Action for damages. McIntosh Superior Court. Before Judge Caswell.
2. " 'According to the practice in this State, the failure of the plaintiff to support some of the allegations in his declaration by evidence, is no reason why the allegations should be stricken out on motion of counsel for the defendant.' Georgia Hydratane Gas, Inc. v. White, 110 Ga. App. 826 (3) (140 SE2d 129); Andrews v. Andrews, 85 Ga. 276, 282 (1) (11 SE 771); Richmond &c. R. Co. v. Worley, 92 Ga. 54, 87 (1) (18 SE 361). Defendant's exceptions to the denial of its motion to strike certain allegations in plaintiff's petition which defendant contended were not supported in the evidence are without merit." U. S. Fidelity &c. Co. v. Luttrell, 113 Ga. App. 176, 178 (4) (147 SE2d 647).
3. The collision occurred when plaintiff was making a left turn after giving a signal and was struck by defendant who was attempting to pass on her left. Plaintiff had testified that she did not see the defendant's car in her rearview mirror, and did cot look in her left sideview mirror. The defendant submitted no evidence. Complaint is made because the court refused to give the following charge requested orally at the time for objecting to the charge of the court: "If you find from the evidence, by the exercise of ordinary care, plaintiff could have discovered the peril which existed, namely the oncoming defendant's vehicle, and did not exercise such care, and proceeded to turn the vehicle into the path of the defendant's vehicle, then I charge you she failed to avoid the consequences of the peril and you should find a verdict in favor of the defendant."

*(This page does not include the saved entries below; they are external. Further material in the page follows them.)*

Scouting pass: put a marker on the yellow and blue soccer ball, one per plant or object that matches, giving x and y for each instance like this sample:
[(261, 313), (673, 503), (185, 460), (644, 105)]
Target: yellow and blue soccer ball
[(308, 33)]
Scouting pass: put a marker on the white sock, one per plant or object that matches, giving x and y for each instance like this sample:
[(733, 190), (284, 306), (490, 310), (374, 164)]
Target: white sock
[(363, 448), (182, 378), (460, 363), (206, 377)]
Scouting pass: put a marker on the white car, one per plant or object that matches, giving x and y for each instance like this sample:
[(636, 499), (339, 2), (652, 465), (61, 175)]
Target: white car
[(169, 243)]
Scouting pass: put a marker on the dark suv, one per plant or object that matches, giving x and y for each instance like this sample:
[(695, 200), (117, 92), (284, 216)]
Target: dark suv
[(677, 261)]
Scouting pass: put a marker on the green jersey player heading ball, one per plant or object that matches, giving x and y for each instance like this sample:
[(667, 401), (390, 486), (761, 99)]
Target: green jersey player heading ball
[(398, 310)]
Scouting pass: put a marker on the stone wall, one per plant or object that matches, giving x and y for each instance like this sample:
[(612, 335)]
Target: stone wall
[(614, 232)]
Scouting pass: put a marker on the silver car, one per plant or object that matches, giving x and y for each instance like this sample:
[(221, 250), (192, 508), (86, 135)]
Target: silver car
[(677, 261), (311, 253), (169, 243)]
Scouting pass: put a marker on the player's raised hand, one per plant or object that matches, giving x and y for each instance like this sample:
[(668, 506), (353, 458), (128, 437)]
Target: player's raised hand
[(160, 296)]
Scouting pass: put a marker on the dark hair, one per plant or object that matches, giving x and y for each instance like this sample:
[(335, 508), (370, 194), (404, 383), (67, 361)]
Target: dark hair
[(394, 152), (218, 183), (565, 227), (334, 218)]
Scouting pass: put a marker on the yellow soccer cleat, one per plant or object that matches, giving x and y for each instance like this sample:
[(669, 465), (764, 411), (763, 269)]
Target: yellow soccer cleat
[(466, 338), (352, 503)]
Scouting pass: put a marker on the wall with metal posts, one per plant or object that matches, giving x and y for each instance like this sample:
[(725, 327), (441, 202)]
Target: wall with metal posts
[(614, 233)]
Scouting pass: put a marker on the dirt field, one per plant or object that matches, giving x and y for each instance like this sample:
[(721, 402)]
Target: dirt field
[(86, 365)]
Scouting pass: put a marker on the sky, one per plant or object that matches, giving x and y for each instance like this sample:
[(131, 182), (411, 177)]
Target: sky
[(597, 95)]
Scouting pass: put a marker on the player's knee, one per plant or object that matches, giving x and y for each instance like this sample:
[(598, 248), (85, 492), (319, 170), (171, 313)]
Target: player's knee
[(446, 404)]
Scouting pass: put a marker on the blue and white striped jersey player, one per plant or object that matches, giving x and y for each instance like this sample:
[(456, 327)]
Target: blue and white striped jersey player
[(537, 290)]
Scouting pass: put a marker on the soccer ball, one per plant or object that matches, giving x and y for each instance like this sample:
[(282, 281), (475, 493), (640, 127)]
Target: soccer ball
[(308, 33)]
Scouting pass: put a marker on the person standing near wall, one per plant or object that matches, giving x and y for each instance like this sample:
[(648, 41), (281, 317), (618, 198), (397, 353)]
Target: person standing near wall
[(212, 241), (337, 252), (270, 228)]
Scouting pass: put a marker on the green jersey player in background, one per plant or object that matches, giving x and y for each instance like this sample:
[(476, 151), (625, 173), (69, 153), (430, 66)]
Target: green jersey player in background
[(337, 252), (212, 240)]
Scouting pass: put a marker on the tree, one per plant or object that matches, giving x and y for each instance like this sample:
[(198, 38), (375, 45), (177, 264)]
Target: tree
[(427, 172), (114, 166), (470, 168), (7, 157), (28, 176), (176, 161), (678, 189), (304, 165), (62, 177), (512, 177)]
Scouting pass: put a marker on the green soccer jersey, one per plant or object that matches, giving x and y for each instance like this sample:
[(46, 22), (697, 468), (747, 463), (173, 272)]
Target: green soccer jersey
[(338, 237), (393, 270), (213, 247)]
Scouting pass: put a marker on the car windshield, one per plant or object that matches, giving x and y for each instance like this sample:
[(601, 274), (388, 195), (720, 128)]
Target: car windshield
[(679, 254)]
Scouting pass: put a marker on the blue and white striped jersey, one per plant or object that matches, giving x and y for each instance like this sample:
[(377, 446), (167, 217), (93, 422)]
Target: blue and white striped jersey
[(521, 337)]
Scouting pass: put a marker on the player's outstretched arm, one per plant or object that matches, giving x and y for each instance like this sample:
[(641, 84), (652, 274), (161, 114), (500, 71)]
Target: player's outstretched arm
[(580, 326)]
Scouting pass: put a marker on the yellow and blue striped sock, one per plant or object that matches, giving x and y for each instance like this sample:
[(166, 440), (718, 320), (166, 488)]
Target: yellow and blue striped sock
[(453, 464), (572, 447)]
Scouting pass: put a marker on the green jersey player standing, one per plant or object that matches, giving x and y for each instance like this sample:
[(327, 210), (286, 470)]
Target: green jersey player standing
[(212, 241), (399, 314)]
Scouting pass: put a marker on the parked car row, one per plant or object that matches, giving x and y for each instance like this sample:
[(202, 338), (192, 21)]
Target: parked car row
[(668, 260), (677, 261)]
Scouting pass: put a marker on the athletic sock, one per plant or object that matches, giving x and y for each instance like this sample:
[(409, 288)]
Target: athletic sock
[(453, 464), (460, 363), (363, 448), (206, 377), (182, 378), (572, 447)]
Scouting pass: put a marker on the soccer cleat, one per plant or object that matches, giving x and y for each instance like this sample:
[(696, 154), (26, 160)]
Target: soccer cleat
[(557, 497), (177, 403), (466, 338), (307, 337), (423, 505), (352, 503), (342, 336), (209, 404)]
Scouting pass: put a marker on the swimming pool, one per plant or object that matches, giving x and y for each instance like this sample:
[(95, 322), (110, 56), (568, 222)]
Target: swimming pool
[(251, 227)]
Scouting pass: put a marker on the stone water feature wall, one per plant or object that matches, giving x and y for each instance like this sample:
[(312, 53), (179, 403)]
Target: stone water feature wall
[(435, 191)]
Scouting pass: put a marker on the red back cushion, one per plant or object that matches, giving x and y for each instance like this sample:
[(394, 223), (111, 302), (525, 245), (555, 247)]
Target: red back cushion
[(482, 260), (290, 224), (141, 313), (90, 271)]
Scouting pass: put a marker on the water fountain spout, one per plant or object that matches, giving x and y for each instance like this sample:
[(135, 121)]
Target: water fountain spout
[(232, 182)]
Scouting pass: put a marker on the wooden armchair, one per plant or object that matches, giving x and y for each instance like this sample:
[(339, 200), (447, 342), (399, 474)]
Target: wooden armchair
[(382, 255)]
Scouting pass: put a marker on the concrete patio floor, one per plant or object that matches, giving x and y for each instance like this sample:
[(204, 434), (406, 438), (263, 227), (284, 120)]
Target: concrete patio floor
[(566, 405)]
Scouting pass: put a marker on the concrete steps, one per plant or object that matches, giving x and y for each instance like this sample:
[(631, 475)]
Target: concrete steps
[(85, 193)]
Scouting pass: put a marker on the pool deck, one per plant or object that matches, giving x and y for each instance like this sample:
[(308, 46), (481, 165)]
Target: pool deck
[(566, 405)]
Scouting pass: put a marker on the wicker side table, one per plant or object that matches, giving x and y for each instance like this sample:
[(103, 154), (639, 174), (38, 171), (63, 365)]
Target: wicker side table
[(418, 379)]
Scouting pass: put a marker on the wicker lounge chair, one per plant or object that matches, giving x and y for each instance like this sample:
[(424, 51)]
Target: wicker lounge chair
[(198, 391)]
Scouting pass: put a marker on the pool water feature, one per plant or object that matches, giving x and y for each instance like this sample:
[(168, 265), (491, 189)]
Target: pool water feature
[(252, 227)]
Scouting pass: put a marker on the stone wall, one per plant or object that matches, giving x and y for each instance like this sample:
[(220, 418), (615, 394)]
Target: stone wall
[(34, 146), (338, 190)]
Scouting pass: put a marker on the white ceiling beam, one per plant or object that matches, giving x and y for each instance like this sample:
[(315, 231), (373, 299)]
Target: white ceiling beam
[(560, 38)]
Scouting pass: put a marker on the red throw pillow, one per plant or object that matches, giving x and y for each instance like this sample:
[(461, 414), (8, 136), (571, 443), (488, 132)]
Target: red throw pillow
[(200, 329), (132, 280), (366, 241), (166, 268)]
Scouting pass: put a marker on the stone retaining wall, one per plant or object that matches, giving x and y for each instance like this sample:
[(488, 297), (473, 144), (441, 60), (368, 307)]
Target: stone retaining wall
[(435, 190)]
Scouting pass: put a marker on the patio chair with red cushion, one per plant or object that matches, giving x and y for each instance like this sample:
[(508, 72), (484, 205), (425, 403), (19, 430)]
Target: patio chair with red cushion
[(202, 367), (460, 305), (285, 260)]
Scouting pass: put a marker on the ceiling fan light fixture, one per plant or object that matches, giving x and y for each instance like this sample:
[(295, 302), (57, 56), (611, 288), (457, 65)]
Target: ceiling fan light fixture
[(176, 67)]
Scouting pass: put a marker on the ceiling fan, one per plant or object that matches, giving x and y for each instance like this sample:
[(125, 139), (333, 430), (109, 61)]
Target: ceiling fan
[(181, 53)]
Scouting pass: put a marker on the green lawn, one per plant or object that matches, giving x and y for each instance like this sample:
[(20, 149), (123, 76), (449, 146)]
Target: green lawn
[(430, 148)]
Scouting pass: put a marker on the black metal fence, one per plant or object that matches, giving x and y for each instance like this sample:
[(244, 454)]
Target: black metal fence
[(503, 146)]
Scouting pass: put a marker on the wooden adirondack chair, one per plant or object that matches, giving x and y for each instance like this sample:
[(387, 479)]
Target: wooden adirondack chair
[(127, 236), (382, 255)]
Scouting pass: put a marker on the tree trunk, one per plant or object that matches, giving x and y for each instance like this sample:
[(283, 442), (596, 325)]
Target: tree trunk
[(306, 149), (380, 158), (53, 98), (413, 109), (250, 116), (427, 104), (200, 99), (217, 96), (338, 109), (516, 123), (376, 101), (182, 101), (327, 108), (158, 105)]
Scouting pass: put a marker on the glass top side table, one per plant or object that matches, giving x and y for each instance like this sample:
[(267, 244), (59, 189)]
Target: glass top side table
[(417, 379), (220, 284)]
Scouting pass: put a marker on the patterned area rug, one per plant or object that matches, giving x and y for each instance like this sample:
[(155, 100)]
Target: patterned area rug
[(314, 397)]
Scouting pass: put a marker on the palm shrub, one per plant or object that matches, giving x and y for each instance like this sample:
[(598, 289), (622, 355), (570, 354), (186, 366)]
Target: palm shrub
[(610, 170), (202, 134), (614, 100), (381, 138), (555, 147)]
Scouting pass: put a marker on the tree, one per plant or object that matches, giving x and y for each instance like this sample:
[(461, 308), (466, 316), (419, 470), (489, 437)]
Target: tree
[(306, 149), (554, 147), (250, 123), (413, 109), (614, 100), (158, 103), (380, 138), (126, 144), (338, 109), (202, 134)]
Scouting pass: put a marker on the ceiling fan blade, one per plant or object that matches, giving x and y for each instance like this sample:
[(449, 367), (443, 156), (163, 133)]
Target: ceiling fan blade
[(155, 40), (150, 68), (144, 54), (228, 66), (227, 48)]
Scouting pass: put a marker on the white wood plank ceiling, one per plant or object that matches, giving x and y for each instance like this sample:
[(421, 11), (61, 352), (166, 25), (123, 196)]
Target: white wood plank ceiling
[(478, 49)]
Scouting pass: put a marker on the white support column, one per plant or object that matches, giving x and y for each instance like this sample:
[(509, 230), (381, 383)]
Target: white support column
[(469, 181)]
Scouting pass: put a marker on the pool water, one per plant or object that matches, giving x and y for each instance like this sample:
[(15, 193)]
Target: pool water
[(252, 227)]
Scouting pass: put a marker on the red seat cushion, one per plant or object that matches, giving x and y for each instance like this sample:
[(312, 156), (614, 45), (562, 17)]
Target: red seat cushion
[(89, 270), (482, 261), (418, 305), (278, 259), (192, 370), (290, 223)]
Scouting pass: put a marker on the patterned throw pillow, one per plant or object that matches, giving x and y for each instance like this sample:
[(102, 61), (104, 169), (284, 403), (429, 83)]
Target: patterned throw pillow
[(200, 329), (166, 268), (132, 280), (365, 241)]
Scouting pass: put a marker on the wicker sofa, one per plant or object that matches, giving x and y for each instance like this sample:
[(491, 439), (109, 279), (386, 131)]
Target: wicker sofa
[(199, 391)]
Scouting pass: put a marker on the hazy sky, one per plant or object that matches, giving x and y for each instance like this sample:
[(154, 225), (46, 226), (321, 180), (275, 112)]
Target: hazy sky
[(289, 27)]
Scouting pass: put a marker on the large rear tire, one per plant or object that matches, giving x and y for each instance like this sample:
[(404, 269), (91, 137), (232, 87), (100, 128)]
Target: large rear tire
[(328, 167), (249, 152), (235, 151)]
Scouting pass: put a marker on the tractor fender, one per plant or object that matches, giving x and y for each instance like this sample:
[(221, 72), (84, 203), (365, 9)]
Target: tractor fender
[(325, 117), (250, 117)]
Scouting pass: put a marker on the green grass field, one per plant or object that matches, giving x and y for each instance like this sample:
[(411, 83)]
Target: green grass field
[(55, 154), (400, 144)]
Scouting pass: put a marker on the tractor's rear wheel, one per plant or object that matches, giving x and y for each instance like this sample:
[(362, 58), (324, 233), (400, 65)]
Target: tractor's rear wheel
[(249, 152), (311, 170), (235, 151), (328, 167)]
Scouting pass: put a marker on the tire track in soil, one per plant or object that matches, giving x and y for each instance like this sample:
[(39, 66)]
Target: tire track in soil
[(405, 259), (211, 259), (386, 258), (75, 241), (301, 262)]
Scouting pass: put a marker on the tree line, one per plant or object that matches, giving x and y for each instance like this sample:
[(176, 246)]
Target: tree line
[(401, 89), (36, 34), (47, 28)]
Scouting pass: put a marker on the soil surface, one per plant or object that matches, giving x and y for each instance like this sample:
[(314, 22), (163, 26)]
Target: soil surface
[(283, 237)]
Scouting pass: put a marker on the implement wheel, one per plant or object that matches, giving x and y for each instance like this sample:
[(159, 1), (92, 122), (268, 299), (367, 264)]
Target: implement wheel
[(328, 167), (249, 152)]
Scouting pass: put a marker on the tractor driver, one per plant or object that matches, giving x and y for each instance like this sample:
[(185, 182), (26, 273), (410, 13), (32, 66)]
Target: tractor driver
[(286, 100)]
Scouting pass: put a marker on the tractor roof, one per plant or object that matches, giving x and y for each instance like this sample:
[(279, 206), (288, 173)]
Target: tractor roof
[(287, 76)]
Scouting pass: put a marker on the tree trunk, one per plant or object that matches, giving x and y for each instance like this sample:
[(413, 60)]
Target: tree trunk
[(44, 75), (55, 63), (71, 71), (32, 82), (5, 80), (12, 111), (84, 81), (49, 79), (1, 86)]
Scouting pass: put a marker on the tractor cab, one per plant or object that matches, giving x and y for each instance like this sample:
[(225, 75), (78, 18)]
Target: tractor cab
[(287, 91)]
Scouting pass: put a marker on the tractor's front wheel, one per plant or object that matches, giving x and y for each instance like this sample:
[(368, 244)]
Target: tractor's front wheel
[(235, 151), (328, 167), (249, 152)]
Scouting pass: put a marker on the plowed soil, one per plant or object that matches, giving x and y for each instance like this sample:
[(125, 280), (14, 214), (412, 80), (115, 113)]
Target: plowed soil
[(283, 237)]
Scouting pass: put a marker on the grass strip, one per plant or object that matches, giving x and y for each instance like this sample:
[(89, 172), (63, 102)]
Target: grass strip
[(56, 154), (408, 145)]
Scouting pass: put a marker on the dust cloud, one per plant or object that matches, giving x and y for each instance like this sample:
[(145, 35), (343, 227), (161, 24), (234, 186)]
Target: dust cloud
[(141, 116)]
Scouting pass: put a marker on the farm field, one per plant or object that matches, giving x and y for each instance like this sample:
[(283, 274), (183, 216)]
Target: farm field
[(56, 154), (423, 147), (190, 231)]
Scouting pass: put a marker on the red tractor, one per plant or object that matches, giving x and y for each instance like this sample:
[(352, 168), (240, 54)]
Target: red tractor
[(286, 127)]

Assuming, without deciding, that this was a correct charge and applicable to the pleadings and evidence in the case, it appears that the trial judge charged the jury as follows: "The plaintiff in this case would not be entitled to recover if she, the plaintiff, could have, in and by the exercise of ordinary care and diligence, avoided the consequences of defendant's negligence and the resulting injury and damage to the plaintiff occasioned thereby, if she could have, in the exercise of ordinary diligence, avoided the results of the defendant's negligence after that negligence was discovered by her or could have been discovered by her, in the exercise of ordinary care and diligence . . . Gentlemen of the jury, I charge you, if you find that the plaintiff, by the exercise of ordinary care, could have avoided the collision and injuries which she allegedly sustained, even though you find that the defendant was negligent, then, you must return a verdict in favor of the defendant." Under these circumstances, the refusal to give the orally requested charge, if error, was not sufficiently harmful to require the grant of a new trial.
4. The evidence was sufficient to authorize the verdict found in the amount of $4,000 for past and future pain and suffering and was not so excessive as to indicate bias or prejudice on the part of the jury.
Conyers, Fendig, Dickey & Harris, J. Thomas Whelchel, for appellant.
ARGUED OCTOBER 4, 1967 -- DECIDED DECEMBER 5, 1967.